Because this lets you 'code' the icon visually , rather than describing the steps to draw.

It's a brilliantly simple but effective ideas. Very tempted to use it in my next project.


But why not just draw it instead of, well, typing it in ASCII? Once you start doing layers and blending and so on, you're just asking for misalignment errors, surprises when your bezier paths turn out to generate little unwanted loops and so on...

It seemed like the author's original problem was having to do so over and over to deal with different pixel densities, but this is exactly the sort of problem SVG exists to solve. I do admire the technical skill, I just don't get the attraction of compiling ascii art into a vector image for anything practical, for much the same reason that I wouldn't want to use Photoshop or Illustrator to write code.


> But why not just draw it instead of, well, typing it in ASCII?

Maybe because it is (or at least can be, the more advanced usages become less so) tolerably self-describing in that you can readily see what it is producing, in a way that SVG isn't, while still being source-control and diffing-tool friendly text?

For small things like its intended uses, it fits well within coding tools and workflows, and avoids separately documenting and coding the art.


Um, graphic files are also self-describing.

This kind of reeks of "If your only tool is a text editor, every problem looks like text".


It's more "if your primary tool is a text editor, there is a complexity cost to context shifting, and for some simple tasks that cost isn't justified if you have a suitable method of representing what you want in text."

Just as with programming, polyglot programming has value, but switching languages within a project had a complexity cost that isn't always justified even when for dinner task taken alone a different language is marginally superior.

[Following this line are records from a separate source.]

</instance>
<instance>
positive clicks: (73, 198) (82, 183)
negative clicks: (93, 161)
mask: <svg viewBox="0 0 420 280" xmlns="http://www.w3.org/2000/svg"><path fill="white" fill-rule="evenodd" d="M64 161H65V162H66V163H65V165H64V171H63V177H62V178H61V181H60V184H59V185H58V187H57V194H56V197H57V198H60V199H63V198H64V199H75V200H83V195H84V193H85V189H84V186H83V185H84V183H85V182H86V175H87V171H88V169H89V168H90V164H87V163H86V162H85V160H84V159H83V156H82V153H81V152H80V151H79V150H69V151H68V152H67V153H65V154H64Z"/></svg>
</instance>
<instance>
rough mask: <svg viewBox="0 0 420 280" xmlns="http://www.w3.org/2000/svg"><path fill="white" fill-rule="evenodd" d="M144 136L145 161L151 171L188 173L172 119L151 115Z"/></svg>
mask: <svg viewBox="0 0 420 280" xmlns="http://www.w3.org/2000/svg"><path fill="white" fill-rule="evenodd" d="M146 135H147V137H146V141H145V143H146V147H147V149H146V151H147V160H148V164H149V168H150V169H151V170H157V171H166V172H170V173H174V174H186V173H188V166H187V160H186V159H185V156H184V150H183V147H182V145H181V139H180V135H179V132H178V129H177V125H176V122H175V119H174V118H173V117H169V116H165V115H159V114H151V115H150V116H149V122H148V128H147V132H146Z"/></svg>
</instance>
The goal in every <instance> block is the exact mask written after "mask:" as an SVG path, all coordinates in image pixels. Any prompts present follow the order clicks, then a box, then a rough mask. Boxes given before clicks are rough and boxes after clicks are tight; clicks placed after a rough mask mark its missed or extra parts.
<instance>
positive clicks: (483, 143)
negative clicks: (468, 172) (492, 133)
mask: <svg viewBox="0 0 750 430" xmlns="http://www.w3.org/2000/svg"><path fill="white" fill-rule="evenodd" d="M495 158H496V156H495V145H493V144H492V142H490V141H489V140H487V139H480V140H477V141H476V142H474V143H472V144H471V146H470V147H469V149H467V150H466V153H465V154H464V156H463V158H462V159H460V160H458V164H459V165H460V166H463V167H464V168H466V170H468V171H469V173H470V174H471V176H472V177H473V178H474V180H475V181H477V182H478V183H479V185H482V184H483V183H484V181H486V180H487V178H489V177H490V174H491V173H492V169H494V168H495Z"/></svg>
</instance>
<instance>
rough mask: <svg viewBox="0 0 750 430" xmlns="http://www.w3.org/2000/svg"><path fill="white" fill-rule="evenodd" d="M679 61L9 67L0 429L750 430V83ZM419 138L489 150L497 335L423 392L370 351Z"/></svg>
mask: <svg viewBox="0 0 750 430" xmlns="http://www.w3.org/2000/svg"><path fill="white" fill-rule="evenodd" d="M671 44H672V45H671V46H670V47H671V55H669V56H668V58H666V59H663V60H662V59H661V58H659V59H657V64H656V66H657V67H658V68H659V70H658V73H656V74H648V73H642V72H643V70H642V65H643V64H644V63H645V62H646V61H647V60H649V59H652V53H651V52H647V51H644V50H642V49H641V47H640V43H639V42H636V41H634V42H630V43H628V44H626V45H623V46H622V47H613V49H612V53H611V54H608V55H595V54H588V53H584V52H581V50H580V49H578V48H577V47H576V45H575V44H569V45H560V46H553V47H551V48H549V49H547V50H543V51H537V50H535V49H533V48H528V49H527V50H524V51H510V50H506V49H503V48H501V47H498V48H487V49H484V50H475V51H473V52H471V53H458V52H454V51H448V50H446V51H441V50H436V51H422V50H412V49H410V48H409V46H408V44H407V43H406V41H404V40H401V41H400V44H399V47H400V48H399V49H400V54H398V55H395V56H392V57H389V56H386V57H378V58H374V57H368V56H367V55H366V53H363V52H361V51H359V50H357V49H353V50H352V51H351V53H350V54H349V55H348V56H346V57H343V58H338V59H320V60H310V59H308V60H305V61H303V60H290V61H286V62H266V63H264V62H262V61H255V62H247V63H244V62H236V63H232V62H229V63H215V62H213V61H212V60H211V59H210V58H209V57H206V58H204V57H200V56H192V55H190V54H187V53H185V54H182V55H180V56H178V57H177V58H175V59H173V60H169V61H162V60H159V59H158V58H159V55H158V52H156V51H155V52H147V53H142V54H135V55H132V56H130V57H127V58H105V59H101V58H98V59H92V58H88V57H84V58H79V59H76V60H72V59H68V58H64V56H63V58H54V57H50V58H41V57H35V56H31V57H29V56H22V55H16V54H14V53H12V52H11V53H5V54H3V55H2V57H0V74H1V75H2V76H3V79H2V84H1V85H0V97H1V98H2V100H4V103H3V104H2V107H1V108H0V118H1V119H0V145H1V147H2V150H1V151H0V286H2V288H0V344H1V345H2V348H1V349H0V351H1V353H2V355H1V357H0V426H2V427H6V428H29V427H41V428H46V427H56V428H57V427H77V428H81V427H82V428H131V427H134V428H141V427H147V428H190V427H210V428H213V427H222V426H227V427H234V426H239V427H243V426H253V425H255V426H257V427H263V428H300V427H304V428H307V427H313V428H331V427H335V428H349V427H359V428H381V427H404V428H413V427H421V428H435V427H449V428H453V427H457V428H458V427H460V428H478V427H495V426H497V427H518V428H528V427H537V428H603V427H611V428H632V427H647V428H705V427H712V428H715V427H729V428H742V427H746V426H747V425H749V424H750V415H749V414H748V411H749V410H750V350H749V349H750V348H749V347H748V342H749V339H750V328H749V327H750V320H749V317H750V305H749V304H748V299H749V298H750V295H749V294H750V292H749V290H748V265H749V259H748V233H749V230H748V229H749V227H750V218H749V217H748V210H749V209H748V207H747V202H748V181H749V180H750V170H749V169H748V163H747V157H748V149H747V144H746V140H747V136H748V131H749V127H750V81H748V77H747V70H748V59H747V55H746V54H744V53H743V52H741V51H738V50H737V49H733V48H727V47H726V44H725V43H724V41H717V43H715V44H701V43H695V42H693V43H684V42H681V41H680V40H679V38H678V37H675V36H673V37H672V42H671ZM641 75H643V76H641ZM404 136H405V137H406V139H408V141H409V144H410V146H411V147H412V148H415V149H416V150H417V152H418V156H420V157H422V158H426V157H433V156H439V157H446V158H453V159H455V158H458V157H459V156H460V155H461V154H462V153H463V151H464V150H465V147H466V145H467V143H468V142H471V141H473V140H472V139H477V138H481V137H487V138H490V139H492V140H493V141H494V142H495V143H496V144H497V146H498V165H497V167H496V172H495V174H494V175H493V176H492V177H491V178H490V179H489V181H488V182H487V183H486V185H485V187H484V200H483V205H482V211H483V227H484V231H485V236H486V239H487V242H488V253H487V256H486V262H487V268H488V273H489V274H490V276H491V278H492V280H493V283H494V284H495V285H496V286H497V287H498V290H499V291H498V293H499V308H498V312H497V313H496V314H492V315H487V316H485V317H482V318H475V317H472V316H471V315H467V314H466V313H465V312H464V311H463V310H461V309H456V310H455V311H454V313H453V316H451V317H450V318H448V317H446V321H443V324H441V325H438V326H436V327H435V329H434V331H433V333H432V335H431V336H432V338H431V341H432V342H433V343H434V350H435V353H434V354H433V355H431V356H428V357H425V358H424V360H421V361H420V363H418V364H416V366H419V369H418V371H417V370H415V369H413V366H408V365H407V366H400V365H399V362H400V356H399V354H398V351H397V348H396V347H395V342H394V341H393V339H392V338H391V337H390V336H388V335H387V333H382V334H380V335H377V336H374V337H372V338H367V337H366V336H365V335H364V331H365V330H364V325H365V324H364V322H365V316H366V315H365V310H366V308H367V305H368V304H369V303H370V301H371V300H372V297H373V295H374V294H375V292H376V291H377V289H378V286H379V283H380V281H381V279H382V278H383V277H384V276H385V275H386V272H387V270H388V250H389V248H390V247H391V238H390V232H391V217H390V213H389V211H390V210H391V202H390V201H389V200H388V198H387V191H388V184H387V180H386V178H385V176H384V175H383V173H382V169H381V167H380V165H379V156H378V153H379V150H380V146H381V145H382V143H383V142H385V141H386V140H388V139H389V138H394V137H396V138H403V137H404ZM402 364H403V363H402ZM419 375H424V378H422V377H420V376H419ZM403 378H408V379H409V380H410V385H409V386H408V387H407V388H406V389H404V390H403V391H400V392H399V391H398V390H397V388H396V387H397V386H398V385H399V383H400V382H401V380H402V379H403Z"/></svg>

Graphics files are not both self-describing and inline.

For some applications, having something be both can be helpful.


Way off topic but this is one reason I was excited about Atom the text editor. Given its running inside a browser you should, theoretically, be able to show svg inline, even allow visual editing inline.

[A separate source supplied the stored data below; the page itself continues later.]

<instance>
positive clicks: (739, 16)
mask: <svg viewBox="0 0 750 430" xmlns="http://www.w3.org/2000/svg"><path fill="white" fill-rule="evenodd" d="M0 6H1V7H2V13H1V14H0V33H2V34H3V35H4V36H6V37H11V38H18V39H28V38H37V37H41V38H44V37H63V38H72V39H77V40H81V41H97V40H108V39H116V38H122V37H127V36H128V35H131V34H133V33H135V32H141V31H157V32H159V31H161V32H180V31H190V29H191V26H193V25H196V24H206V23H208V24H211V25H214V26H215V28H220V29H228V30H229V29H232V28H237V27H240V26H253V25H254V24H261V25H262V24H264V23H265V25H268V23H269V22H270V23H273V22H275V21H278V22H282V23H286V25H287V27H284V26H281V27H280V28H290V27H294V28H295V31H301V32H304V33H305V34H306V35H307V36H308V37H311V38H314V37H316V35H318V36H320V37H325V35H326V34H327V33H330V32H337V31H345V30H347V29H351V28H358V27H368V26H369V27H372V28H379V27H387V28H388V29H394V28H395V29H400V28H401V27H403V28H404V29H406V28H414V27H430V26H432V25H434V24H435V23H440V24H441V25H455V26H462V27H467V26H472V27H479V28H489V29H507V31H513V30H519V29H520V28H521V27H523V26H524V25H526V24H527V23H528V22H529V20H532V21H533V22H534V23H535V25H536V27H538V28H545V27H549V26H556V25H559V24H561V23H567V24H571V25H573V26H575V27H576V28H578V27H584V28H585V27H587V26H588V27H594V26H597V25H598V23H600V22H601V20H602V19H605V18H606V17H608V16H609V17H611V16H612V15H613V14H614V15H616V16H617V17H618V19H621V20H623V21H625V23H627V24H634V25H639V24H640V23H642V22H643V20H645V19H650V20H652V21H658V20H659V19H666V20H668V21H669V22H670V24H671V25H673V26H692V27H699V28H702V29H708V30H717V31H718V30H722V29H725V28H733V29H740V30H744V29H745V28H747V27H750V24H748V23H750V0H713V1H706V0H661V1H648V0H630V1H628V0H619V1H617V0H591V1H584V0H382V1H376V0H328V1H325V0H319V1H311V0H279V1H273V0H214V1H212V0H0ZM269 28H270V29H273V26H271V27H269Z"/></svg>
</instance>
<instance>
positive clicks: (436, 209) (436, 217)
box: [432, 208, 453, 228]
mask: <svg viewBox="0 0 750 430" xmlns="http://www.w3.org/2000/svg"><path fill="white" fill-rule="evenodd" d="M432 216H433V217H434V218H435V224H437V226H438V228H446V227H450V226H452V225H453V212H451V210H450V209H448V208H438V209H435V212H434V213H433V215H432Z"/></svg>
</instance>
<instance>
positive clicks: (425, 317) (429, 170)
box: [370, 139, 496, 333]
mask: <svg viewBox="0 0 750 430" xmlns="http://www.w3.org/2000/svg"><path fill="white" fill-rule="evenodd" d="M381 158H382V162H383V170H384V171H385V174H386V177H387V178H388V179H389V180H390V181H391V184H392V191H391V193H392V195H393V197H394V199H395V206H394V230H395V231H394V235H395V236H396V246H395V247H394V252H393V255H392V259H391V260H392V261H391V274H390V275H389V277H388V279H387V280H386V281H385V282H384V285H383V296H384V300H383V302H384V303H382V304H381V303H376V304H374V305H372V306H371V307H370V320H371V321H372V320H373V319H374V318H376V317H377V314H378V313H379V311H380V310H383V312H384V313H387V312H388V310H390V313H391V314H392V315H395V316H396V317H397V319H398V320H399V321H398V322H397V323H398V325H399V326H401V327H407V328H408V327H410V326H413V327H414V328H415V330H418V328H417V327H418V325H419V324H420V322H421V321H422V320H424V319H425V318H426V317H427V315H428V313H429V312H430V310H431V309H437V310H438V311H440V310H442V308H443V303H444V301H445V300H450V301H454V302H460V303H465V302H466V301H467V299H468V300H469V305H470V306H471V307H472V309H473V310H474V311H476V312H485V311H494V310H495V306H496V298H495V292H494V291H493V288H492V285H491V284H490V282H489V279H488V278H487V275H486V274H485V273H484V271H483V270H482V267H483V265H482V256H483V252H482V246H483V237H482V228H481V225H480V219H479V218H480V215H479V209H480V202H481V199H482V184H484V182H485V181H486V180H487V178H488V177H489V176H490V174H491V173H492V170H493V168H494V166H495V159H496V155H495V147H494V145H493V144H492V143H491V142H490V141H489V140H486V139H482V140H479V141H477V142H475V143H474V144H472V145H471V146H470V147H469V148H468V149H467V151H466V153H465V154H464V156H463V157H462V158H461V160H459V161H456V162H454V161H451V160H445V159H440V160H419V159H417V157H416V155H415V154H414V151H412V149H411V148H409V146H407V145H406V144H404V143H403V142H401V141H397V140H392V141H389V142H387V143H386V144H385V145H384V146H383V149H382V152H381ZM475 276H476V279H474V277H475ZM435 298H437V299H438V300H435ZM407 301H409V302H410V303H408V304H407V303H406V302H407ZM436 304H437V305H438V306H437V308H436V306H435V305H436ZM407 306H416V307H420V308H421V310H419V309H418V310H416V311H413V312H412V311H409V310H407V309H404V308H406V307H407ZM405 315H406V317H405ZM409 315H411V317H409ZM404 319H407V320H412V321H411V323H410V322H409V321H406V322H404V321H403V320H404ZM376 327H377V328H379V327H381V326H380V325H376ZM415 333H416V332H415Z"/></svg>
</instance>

Emacs has supported inline SVGs in org-mode since 2007 or so.


Exactly, could not have said it better.


I only use it for very simple icons (square, couple of lines, etc)


That makes sense. I apologize for coming off as so negative, I really do think it's very clever.


No worry, and no offense taken!


>But why not just draw it instead of, well, typing it in ASCII?

Because programmers typically prefer typing in ASCII to drawing :-)


I agree with you, I find this program fun and suitable for one man shops. Not practical for teams with graphic artists. Imagine if coder had to switch icon resources by hand from ASCII files?

There has to be something wrong with SVG when people even thinks drawing icons in this day and age in ASCII is a must do.


I think it's more to do with lack of knowledge than any huge problems with SVG. At least I found it very easy to draw stuff in Inkscape, at least for simple drawings like icons.


I know SVG very well, even have used it a few times for automatic generation of various graphics for bioinformatic projects. I use a lot of different graphic editors, and I am very familiar with them, e.g. Illustrator, Sketch, Acorn, Photoshop, Omnigraffle. I am also very familiar with e.g. Bezier paths manipulations, linear transforms, linear algebra, etc. I love maths.

Pixel alignment, asset management and being a one-man shop allowed more excentricities is what justifies this, for small icons with simple features (a few straight lines or rects).